Kaiser Permanente is using solar panels to create its own green energy and ease the negative health effects of climate change. Pictured, a solar electric installation at the Kaiser Permanente Pleasanton Technology Campus.
At 10 a.m. on a sunny Tuesday in September, the temperature was already 97 degrees in the parking lot of Kaiser Permanente’s Pleasanton Technology Campus.
All that sun beating down on Pleasanton will soon generate 1.4 million kilowatt hours of electricity each year when a solar panel project in the parking lot is complete in December. That’s the same amount of energy produced from burning 1 million pounds of climate-warming coal or 111,000 gallons of gasoline, according to the Environmental Protection Agency.
Kaiser Permanente is aiming to improve the health of the communities it serves by building solar power projects — 30 so far in Northern California — that reduce the need for burning coal or natural gas to produce electricity, said Arik Goodman, Kaiser Permanente Northern California practice specialist for energy, water, and waste.
“A major contributor to community health is the health of the environment,” Goodman said. “Our core business is having people live healthier lives, so we need to have an impact on the environment to do that.”
According to the Centers for Disease Control and Prevention, ecological damage from climate change will increase cardiovascular and respiratory diseases, increase deaths from extreme weather, and increase water-borne and infectious diseases.
By the end of 2020, the number of Kaiser Permanente solar projects in Northern California will grow to 51, and all new buildings beyond that will be evaluated for solar, Goodman said. When finished, the currently scheduled projects will produce 62 million kilowatt hours of clean electricity, which is the equivalent power produced by burning 48 million pounds of coal or 5 million gallons of gasoline. They will also save the organization about $5.5 million a year in electricity bills.
National Leader in Green Energy
On a national level, Kaiser Permanente’s solar power production from 95 projects rises to 109 million kilowatt hours each year and is part of the reason the organization received a 2019 Green Power Leadership Award from the EPA.

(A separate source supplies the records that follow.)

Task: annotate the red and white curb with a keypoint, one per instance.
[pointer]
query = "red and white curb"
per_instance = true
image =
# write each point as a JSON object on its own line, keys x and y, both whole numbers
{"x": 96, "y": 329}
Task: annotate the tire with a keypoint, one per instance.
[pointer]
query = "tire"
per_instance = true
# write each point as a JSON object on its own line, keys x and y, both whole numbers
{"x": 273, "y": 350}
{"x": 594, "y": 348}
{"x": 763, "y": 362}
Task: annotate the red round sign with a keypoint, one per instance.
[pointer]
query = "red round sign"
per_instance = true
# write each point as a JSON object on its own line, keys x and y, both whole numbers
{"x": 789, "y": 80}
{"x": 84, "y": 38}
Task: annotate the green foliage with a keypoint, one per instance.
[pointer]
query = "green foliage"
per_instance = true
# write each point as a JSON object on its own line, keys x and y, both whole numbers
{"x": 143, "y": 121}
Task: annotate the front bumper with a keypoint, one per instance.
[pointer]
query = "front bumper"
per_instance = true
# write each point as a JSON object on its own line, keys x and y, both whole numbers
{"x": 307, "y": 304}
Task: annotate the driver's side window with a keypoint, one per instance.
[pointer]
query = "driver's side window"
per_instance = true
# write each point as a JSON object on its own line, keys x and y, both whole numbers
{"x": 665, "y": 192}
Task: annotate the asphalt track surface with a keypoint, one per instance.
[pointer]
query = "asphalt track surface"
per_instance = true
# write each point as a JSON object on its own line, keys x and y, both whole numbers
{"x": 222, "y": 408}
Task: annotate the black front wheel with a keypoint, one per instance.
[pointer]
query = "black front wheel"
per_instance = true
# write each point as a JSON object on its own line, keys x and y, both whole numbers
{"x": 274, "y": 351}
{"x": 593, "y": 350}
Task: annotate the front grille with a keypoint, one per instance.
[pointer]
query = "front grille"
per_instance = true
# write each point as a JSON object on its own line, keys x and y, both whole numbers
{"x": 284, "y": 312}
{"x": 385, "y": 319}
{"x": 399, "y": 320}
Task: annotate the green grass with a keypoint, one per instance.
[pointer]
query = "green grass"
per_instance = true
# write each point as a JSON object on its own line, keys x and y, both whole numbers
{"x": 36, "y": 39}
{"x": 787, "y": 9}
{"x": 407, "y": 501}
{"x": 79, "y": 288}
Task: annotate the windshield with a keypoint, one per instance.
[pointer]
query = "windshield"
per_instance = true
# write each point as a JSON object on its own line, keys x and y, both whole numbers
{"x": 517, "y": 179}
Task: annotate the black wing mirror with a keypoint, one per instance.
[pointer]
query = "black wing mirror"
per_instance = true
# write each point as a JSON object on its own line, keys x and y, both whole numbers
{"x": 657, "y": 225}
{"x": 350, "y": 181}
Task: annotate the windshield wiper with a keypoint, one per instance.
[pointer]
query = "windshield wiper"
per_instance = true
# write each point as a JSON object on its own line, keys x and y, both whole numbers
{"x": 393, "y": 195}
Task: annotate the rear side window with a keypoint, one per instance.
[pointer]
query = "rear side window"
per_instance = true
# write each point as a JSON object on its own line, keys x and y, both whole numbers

Solar power, along with other energy saving measures, will lead Kaiser Permanente nationwide to carbon neutrality by the end of next year, which means the climate-changing pollutants it produces will be offset by green energy production, said Gary Mullaney, senior energy consultant in National Facilities Services at Kaiser Permanente.
Both Goodman and Mullaney said as the organization grows, so too will clean energy projects. Mullaney said Kaiser Permanente is already moving from solar panels on Kaiser Permanente rooftops and parking lots to investments in utility scale green energy projects off site such as a massive solar energy project in the Southern California desert and windmills on the Altamont Pass in Northern California.
“We’re taking a big picture, holistic approach to our carbon neutral goal,” said Mullaney.
In addition to producing clean energy, Kaiser Permanente is also reducing energy demand through such things as using energy efficient computers, installing light bulbs that turn off when you leave a room, and using windows to help heat and cool building interiors.
Since 2010, Kaiser Permanente has reduced its energy demand per square foot by 10.3% in Northern California, said Mullaney.
“We’re driving down energy use and generating clean, green energy,” he said. “And those efforts will improve the health of our members.”